WILLIAM

141 12 1
                                    

Przykro mi było z powodu rozwodu Noory. Nikt nie powinien ją tak traktować, moim zadaniem było jej pomóc. Zacząłem regularnie ją odwiedzać w jej nowym mieszkaniu i wpłacać alimenty na Tobiego. Ren zajmowała się często swoim bratem, a my z Noorą mogliśmy odetchnąć i się pospotykać.

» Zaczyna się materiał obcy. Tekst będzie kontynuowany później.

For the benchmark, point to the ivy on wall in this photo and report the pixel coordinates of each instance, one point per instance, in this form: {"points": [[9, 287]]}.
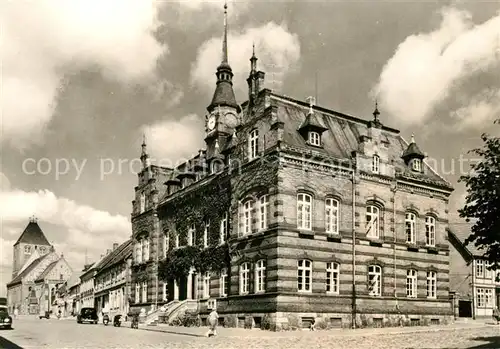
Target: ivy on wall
{"points": [[207, 203]]}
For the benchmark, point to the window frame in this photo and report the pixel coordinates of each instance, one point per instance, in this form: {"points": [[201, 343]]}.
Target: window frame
{"points": [[375, 273], [304, 217], [375, 164], [304, 275], [332, 278], [314, 138], [332, 215], [371, 207], [431, 284], [260, 276], [430, 231], [244, 278], [411, 283], [411, 223], [253, 144]]}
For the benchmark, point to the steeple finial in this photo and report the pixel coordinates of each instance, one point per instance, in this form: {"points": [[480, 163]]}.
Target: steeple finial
{"points": [[312, 101], [224, 41], [376, 113]]}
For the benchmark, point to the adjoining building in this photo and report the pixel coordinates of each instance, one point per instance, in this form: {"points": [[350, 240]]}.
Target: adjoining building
{"points": [[322, 215], [37, 270], [112, 280], [474, 287]]}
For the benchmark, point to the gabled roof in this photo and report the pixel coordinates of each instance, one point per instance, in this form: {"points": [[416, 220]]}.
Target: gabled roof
{"points": [[33, 234], [343, 136], [462, 230], [33, 265], [47, 270]]}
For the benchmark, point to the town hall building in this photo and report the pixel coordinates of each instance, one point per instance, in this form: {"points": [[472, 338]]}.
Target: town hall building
{"points": [[292, 211]]}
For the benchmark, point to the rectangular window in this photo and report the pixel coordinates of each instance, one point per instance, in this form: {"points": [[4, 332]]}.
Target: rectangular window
{"points": [[431, 284], [137, 293], [205, 233], [223, 283], [223, 228], [304, 275], [260, 276], [332, 278], [244, 278], [304, 211], [144, 292], [411, 284], [332, 216], [206, 285], [480, 268], [263, 212]]}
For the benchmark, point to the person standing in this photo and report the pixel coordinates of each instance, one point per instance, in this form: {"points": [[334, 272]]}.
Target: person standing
{"points": [[213, 320]]}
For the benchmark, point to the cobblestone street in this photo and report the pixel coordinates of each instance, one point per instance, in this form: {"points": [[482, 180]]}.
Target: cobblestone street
{"points": [[33, 333]]}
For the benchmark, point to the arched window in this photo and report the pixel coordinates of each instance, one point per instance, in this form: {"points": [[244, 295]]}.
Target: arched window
{"points": [[332, 216], [411, 283], [376, 164], [314, 138], [372, 221], [244, 278], [431, 284], [246, 217], [263, 212], [260, 276], [374, 280], [332, 277], [430, 231], [304, 211], [304, 275], [253, 144], [223, 283], [410, 224]]}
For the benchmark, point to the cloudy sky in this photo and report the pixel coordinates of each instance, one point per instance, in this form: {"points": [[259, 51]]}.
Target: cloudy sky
{"points": [[82, 80]]}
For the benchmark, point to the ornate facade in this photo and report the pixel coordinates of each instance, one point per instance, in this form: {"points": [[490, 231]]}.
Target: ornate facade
{"points": [[320, 215]]}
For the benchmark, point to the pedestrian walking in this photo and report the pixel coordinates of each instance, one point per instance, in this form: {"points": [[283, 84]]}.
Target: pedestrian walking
{"points": [[213, 319]]}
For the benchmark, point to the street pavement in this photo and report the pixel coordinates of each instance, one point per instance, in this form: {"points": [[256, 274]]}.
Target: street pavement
{"points": [[58, 334]]}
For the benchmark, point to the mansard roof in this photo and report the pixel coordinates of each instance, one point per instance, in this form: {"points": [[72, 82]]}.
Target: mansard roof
{"points": [[118, 255], [343, 136], [19, 278], [33, 234]]}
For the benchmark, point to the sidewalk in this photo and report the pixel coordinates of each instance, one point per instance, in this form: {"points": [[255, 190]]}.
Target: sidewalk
{"points": [[257, 332]]}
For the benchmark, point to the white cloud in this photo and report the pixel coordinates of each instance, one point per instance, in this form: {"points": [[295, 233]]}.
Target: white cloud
{"points": [[427, 68], [42, 40], [170, 142], [277, 49]]}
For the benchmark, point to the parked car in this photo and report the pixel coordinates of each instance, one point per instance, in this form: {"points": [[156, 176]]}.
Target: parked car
{"points": [[87, 315], [5, 318]]}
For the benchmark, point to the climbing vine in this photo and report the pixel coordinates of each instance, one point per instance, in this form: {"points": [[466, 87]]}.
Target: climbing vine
{"points": [[206, 204]]}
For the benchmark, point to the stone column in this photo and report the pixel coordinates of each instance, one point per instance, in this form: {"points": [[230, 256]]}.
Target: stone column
{"points": [[176, 291]]}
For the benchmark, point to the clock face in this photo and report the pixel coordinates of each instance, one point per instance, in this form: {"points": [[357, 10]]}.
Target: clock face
{"points": [[211, 123], [231, 119]]}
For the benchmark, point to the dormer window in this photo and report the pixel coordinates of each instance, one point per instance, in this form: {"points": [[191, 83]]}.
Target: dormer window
{"points": [[314, 138], [417, 165], [376, 164]]}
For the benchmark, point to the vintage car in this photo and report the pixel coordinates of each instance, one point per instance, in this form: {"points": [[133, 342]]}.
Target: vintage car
{"points": [[87, 315], [5, 318]]}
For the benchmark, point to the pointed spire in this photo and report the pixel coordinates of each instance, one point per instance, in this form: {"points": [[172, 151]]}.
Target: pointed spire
{"points": [[224, 41], [376, 113]]}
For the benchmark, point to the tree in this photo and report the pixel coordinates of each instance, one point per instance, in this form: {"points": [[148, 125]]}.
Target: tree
{"points": [[482, 203]]}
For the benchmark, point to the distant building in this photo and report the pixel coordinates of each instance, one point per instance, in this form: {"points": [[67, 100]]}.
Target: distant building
{"points": [[112, 280], [473, 286], [37, 270]]}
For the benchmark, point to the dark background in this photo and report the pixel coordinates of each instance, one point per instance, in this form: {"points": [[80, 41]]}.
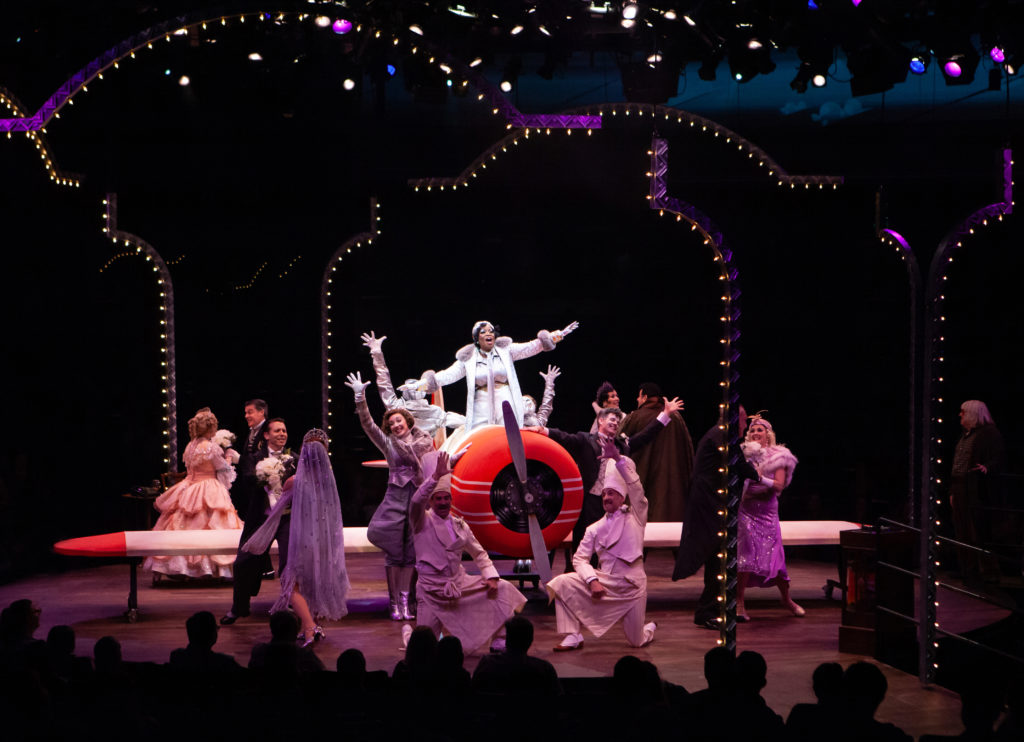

Miesiąc później nasze relacje zaczęły nieco się zmieniać. Wspierałem Noorę w tej całej sytuacji, pomogłem jej znaleźć pracę i często zabierałem Tobiego do siebie, aby mogła odpocząć. Pewnego wieczora Ren bawiła się z Tobym i podjęła ze mną trudną rozmowę.
- Tato, słuchaj. Kochasz ją?
- Kogo?
- Nie udawaj głupka. Noorę.
- Oj nie odpowiem Ci na to pytanie. 
- Ale ja wiem, że ty ją kochasz. Albo czujesz coś do niej. Przecież macie razem dziecko! - wzburzyła się.
- Nasze relacje są trudne. Kiedyś łączyło nas niepowtarzalne uczucie.

- I teraz też. Zwłaszcza, że rozstała się z mężem i możecie na nowo stworzyć związek. Chcę, abyś był szczęśliwy.
- Córciu, ale ja jestem szczęśliwy. Mam Ciebie i Tobiego. To mi wystarczy.
- Nie! - krzyknęła. - Potrzebujesz kobiety. Noora jest dla ciebie stworzona. Znacie się tak długo i wiecie o sobie wszystko.
- Odwiozę Tobiego już do Noory.
- Porozmawiaj z nią. - namawiała mnie Ren, a ja wzruszyłem ramionami.

Jechałem autem, a obok mnie siedział na foteliku Toby. Pokochałem go od pierwszego spojrzenia. Był uroczy i kochany. W drodze do mieszkania Noory, zastanawiałem się co mam jej powiedzieć. Wiem, że Ren miała rację. Kochałem Noorę.
- No hopa! Ale się stęskniłam Toby. - pocałowała go w rączki. - Wejdziesz? - zaproponowała.
- Na chwilę, bo czeka na mnie Ren w mieszkaniu.

- Przepraszam za bałagan, ale postanowiłam trochę posprzątać i ogarnąć mieszkanie. - odparła. - Jak Toby? Był grzeczny?

- Jak aniołek. - uśmiechnąłem się do niego.
- Chcesz może się czegoś napić? Poczekaj, odłożę go do łóżeczka. 
- Muszę Ci coś powiedzieć. Znaczy zapytać. Poszłabyś ze mną jutro na kolację?
- Z wielką checią, ale kto zajmie się Tobym?
- Na pewno Ren. Czyli jesteśmy umówieni?
- Tak. - pocałowała mnie w policzek.